Devorah speaks slowly and precisely without emotion, summarizing facts. "Everyone in the family is different. All of the children, the daughters especially... Why? I ask myself over and over? Do you think it's because not one of them really listens to the word of God? Not the way they're supposed to.
"
"I don't think that's it grandma."
"You know, these days you're changing too. I'm frightened for you."
"It isn't necessary."
"It is necessary. The way you look me in the eye. It scares me."
"Grandma, please."
"Rivkah, I don't want you to hate me."
"Who said that I hate you?" Rivkah is taken off guard.
"No one said it. Sometimes I feel it. At night, just when I'm about to go to sleep."
"Wrong, grandma."
"Promise me, Rivkah, you'll never hate me."
"I promise you."
"You'll have nothing left Rivkah, if you start to hate me."

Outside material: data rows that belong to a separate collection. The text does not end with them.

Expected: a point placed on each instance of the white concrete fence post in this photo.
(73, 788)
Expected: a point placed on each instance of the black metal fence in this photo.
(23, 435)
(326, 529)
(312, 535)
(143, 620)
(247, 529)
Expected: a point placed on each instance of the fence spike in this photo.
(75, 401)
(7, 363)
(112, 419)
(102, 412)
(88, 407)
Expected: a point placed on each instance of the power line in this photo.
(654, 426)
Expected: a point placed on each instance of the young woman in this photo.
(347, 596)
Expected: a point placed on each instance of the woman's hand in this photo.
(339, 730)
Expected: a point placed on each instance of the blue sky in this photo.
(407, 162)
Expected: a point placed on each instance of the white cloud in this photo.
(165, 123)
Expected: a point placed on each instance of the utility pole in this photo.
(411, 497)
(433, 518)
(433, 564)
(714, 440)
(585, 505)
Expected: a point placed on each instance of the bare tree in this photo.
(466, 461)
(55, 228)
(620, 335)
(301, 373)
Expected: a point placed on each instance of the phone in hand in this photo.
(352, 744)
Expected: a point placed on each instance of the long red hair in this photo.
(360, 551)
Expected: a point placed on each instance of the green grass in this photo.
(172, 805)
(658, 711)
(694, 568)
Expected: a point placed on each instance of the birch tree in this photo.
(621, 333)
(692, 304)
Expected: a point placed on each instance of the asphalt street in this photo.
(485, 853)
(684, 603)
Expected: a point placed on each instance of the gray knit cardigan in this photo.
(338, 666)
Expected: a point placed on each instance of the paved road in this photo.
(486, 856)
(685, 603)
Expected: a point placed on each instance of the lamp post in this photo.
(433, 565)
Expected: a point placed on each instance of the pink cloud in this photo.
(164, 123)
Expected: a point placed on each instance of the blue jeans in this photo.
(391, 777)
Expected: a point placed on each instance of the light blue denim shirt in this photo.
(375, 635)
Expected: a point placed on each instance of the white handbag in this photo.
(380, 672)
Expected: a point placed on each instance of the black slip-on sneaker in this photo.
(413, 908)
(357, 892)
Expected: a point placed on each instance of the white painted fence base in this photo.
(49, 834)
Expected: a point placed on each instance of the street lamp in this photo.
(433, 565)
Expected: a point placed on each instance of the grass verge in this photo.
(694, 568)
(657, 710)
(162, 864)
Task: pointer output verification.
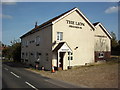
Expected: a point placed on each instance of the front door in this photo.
(61, 59)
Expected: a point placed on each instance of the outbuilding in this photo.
(67, 40)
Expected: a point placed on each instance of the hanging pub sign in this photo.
(75, 24)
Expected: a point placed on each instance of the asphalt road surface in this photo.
(17, 77)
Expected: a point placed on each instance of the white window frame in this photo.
(101, 55)
(59, 36)
(37, 40)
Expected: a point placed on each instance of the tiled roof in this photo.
(58, 46)
(46, 23)
(95, 23)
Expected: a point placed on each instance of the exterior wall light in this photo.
(75, 48)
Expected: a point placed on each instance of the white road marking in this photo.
(15, 74)
(31, 85)
(6, 69)
(55, 83)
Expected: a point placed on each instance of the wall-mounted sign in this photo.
(75, 24)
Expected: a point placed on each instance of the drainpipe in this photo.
(58, 59)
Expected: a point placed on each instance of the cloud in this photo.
(9, 2)
(112, 9)
(5, 16)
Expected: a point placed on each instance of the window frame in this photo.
(59, 36)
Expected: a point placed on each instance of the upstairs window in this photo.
(101, 55)
(59, 36)
(27, 43)
(37, 41)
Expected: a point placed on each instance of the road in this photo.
(18, 77)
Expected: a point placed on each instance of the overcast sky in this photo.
(20, 17)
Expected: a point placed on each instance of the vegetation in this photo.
(12, 52)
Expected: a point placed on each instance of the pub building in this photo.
(65, 41)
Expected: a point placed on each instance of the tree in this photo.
(13, 51)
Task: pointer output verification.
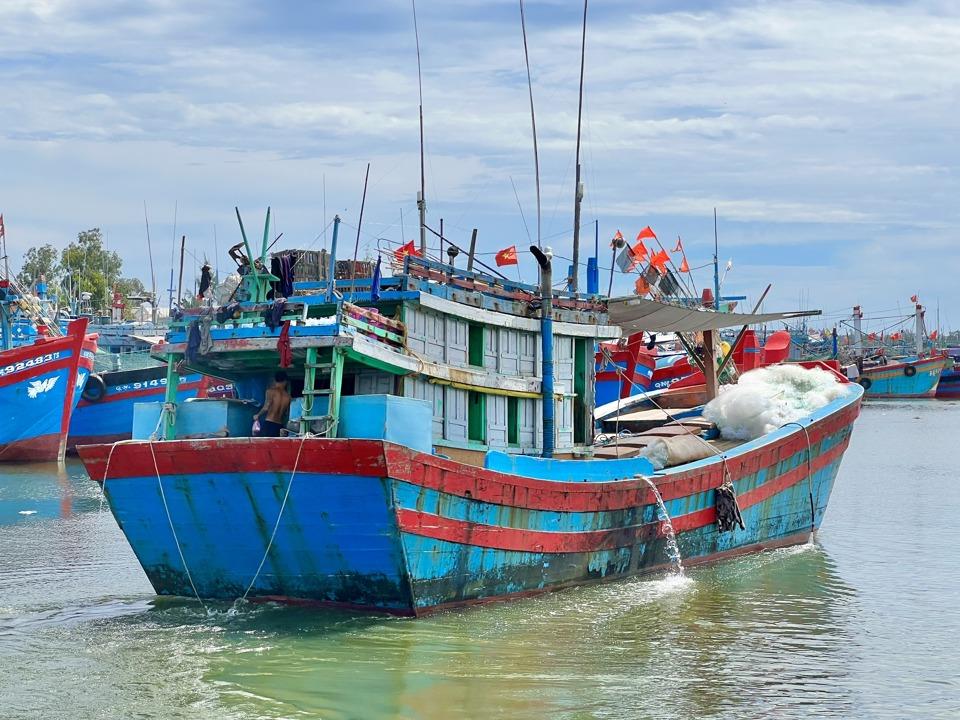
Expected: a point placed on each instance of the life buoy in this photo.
(94, 389)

Rivkah longs to get up and fly like a spring bird then, far down the block. But inside she feels tied by an invisible iron bond to this huge grandmother, who will not stop talking to her.
"Do you hear me, Rivkah? The girls in our family are rotten. My daughters all married strange men. And for what reason did these terrible husbands take my daughters and move away from the neighborhood?”
"They must have had some reason."
"What can you get in another neighborhood? You get assimilated, that's all. And they're doing it, one by one. Pretty soon, there'll be no real Jews left at all."
Now Rivkah wants to get up, cross the street and travel far away. Up on the subway straight down to the beach, to Coney Island, where the ocean is beautiful, and the waves beat wildly on the shore. But girls in Borough Park do not go alone to Coney Island. They don't wear short skirts there, or run into the ocean.
"Assimilation. That's how it starts, little by little," Devorah doesn't even realize that Rivkah barely listens. "First one family moves away and then another. Bonds loosen. Ties shake. Soon the Jewish people are lost completely. It was better for us in Europe."
"How can you say that?"
"Better we die there in the ovens, Rivkah, then lose our soul here."
Now there is silence. That's all. And the silence that rises between them contains far more than words.
"You hear everything and say nothing," Devorah breaks it finally. "Somewhere we went wrong. All together. No wonder God hates us all."
As if pushed by a strong wind, Rivkah lurches away from her grandmother. "It's enough, grandma. You're going too far. God doesn't hate us."